“That’s it,” broke in Monroe, eagerly. “It all depends on the motive!”
“The crime does,” Davenport assented, drily, “but not the detection. You youngsters don’t know what you’re talking about—you’d better shut up.”
“We know a lot,” returned Monroe, unabashed. “Youth is no barrier to knowledge these days. And I hold that the clever detective seeks first the motive. You can’t have a murder without a motive, any more than an omelette without eggs.”
“True, oh, Solomon,” granted the doctor. “But the motive may be known only to the murderer, and not to be discovered by any effort of the investigator.”
“Then the murder mystery remains unsolved,” returned Monroe, promptly.
“Your saying so doesn’t make it so, you know,” drawled Phil Barry, in his impertinent way. “Now, to me it would seem that a nice lot of circumstantial evidence, and a few good clews would expedite matters just as well as a knowledge of the villain’s motive.”
“Circumstantial evidence!” scoffed Monroe.

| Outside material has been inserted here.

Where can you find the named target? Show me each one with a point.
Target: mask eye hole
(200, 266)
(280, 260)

“Sure,” rejoined Barry; “Give me a smoking revolver with initials on it, a dropped handkerchief, monogrammed, of course, half a broken cuff-link, and a few fingerprints, and I care not who knows the motive. And if you can add a piece—no, a fragment of tweed, clutched in the victim’s rigid hand—why—I’ll not ask for wine!”
“What rubbish you all talk,” said Pollard, smiling superciliously; “don’t you see these things all count? If you have motive you don’t need evidence, and vice versa. That is, if both motive and evidence are the real thing.”
“There are only three motives,” Monroe informed. “Love, hate and money.”